Jive-Bomber submitted a new blog post: Daytona Beach Racing in Color - 1949! Continue reading the Original Blog Post
To bad a lot of old iron used up. To bad NASCAR does’t run stock cars any more. Also to bad they do not use narrow tires & rough tracks. Be to exciting & competitive I guess. Also would test the drivers rather then which team has the biggest budget
The '49 race in color is good. But far better, even in b&w, is the next film that came up, of the '52 race. The reporter's prerace interview of the Flock brothers was of special interest to me as I'm a native son of Griffin, GA, just 35 miles South of Atlanta, which in those days was the unquestioned center of stock car racing in the South. Watched many of the drivers, including the Flock brothers, run on tracks in and around GA that were running in this race, and drank quite a few beers in a "fight your way in and fight your way out" beer joint owned and operated by Bob Flock in downtown Atlanta.

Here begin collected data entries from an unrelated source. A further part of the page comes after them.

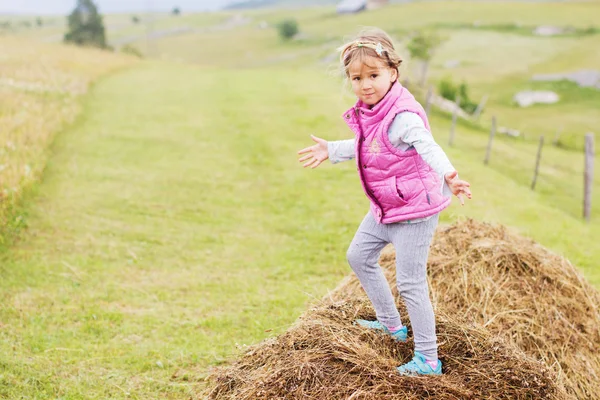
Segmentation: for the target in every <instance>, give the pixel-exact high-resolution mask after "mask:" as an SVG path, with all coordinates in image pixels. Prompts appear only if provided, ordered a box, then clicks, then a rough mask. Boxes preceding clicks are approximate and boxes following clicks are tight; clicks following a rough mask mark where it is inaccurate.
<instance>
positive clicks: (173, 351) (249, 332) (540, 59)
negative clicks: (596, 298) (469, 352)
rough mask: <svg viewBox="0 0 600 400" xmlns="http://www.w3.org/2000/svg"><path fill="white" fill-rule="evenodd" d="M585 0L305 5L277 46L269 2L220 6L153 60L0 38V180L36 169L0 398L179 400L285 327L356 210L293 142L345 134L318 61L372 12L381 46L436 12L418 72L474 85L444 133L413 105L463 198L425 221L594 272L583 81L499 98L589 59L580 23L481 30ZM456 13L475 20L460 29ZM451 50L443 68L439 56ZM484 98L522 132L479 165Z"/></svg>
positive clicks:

NASCAR, and another group called GASCAR (a G instead of N to make it for Georgia instead of the N for National) raced all over GA from the 1 mile dirt track in Atlanta (Lakewood Speedway the "Indianapolis of the South" , all the way down to the Peach Bowl also in Atlanta, which started out dirt and later asphalt, claiming to be quarter mile but many said a fifth mile. One indelible memory is of my first time at a NASCAR race in Macon, GA at Central City Park on a half mile dirt track. The access roads to the track within the park were dirt, bordered by grassy areas as you drove in to the parking lot. Off to the side in that grass was a battered Hudson Hornet, all lettered up as a race car. It was jacked up and a man was underneath the front, presumably readjusting the front suspension alignment from the settings used for flat towing to track (tow bar, no trailer) over to those required for the dirt track. He just wanted to lay in the grass to do it instead of the red GA clay in the unpaved pits. All the NASCAR stars were there, the Flock brothers, Marshall Teague, Lee Petty, all of them.Don't remember who won now, but I'll never forget that pit work on the grass by a lone man who was, I assume. owner, driver, and mechanic who picked up volunteers at the track to serve as a pit crew. Memories like that make me want to puke when I see the NASCAR of today.